Leur mode opératoire était glaçant : manipulation, défis pour obtenir des images et agressions. Au cœur de ce dossier, les rouages de cette prédation collective seront exposés lors du procès de plusieurs membres présumés.
Au total, l'enquête révèle l'existence de 930 000 fichiers pédopornographiques, concernent 120 victimes. Quatre hommes, soupçonnés d’avoir fait partie d’un réseau pédocriminel en ligne, seront jugés à partir du lundi 8 juin 2026 à la cour criminelle du Loiret. Certains d’entre eux sont également poursuivis pour des viols sur mineurs.
L’enquête, lancée en 2022, a été conduite grâce à une infiltration des gendarmes dans les réseaux sociaux, permettant le démantèlement de plusieurs groupes utilisant des applications comme ICQ, Snapchat ou Telegram pour échanger des contenus illégaux et entrer en contact avec des mineurs.
Six personnes ont été arrêtées entre avril et novembre 2023. Les principaux accusés, âgés de 37 à 64 ans, font face à des accusations de consultation, détention et diffusion d’images pédopornographiques. Deux d’entre eux doivent également répondre de viols commis sur des mineurs de moins de quinze ans ; l'un a qualifié ses actions de « prédateur » en avouant lors d’une audition.
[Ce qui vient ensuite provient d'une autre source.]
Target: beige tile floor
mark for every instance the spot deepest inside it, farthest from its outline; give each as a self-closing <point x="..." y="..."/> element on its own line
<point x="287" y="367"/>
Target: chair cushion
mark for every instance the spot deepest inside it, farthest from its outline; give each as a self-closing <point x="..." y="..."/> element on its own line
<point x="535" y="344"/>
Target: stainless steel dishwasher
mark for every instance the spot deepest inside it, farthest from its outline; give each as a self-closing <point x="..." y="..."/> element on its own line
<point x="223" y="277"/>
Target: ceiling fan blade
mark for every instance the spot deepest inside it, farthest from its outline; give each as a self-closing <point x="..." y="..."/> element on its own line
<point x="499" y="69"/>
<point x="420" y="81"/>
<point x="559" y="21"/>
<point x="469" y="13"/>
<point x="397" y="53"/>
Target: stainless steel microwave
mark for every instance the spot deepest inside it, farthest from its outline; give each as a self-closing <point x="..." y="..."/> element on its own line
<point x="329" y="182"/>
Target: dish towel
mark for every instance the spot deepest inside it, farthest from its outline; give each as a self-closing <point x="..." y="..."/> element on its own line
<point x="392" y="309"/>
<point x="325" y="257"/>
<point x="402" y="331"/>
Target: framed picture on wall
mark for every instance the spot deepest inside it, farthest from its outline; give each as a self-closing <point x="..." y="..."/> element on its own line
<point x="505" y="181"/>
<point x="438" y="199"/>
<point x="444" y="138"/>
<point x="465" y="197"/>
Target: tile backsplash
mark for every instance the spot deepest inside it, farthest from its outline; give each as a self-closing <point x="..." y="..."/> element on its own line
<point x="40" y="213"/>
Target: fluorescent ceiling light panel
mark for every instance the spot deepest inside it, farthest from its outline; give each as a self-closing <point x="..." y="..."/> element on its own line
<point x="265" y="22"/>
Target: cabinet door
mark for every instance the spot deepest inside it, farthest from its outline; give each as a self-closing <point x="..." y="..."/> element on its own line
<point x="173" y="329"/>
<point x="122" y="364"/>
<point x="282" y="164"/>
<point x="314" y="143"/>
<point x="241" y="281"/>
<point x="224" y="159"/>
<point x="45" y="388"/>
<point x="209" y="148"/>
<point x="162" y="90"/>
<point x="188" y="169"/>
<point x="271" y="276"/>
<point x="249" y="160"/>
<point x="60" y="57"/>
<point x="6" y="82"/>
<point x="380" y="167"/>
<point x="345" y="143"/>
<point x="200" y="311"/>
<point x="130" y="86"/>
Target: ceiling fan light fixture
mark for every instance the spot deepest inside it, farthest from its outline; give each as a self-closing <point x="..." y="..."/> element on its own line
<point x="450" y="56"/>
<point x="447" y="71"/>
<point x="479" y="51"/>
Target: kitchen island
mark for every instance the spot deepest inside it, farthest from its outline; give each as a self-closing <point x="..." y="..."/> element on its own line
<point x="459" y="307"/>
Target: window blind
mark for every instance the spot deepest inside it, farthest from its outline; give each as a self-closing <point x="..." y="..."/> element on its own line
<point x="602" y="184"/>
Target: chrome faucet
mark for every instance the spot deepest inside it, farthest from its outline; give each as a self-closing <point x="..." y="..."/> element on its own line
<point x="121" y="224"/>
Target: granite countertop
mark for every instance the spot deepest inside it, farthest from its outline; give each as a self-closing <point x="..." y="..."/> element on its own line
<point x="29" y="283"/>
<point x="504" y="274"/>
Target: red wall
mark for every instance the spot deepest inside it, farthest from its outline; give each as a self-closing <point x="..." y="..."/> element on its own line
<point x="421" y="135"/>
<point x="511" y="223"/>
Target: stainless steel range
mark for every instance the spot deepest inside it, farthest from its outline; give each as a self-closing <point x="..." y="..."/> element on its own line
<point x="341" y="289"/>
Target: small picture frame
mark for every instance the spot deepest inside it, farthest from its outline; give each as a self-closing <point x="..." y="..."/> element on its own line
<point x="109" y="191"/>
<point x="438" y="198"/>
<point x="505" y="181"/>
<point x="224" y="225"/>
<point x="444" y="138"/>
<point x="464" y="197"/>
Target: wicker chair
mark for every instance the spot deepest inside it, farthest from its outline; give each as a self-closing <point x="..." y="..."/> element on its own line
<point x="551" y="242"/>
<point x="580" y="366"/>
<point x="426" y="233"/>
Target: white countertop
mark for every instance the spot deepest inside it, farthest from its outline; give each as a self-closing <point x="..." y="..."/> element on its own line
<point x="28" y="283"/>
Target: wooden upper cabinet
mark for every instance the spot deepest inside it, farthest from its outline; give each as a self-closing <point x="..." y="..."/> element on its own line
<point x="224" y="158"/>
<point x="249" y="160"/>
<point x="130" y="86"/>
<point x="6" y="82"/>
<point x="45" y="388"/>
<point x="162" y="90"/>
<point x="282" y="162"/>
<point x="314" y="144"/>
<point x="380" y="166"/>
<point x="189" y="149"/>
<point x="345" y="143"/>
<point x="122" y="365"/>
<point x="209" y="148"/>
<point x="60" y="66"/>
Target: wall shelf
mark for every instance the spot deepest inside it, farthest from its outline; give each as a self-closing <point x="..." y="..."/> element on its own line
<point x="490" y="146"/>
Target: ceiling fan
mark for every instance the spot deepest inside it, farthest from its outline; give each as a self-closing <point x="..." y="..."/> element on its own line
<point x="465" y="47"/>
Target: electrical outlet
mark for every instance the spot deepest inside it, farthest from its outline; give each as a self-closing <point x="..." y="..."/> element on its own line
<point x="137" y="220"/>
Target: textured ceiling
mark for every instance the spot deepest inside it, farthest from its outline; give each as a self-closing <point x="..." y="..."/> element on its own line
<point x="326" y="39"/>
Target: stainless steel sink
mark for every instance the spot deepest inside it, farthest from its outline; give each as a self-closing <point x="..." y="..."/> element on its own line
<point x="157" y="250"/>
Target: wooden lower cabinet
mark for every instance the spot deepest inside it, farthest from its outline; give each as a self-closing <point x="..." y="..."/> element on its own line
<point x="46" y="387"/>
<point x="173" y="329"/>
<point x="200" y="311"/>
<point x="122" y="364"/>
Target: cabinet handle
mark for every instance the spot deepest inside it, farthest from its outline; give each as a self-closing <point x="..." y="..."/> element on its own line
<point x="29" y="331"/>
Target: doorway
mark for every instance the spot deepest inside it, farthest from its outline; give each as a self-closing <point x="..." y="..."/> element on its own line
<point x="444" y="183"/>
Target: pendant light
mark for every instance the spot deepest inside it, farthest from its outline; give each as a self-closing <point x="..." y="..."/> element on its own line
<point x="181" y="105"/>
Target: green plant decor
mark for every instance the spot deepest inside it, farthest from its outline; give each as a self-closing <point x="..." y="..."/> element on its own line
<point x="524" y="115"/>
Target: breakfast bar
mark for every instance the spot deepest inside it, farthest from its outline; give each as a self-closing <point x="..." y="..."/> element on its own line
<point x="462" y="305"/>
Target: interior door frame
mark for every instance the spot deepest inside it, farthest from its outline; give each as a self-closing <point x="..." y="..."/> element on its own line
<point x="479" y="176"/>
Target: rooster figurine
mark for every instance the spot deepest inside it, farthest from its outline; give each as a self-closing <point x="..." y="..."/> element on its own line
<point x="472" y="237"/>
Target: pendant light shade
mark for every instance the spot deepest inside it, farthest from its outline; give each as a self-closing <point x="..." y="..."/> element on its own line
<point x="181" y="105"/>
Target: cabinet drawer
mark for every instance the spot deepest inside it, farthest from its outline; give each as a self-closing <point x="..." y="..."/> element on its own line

Un fonctionnement en réseau révélateur
Les gendarmes de la section de recherches d’Orléans ont mis en lumière une organisation structurée, sans hiérarchie formelle, centrée autour d’administrateurs de groupes et d'utilisateurs qui partageaient massivement des fichiers. En parallèle, les autorités australiennes ont mis en évidence, sur le dark web, une vidéo en français démontrant un viol d’enfant, ce qui a conduit à l'intervention de l'Office français de lutte contre les violences faites aux mineurs (Ofmin).
Au cœur de leurs actions, la technique du grooming a été mise en avant ; il s'agit d'une manipulation destinée à gagner la confiance des jeunes victimes pour obtenir, sous prétexte de consentement, des images ou vidéos à caractère sexuel. Les membres les plus actifs ont même organisé des « paris » pour savoir qui parviendrait à obtenir une image dénudée en premier, comme l'a révélé l'association Agir contre la prostitution des enfants (ACPE).
Des victimes innocentes
Parmi les 120 victimes, 21 jeunes Françaises âgées de 3 à 15 ans ont été identifiées et toutes entendues dans cette affaire. Me Elena Campario, représentant une des victimes, souligne : « J’attends de voir comment les accusés vont réagir lors du procès face à leurs actes », en référence au traumatisme subi par une fillette, victime d'agressions répétées.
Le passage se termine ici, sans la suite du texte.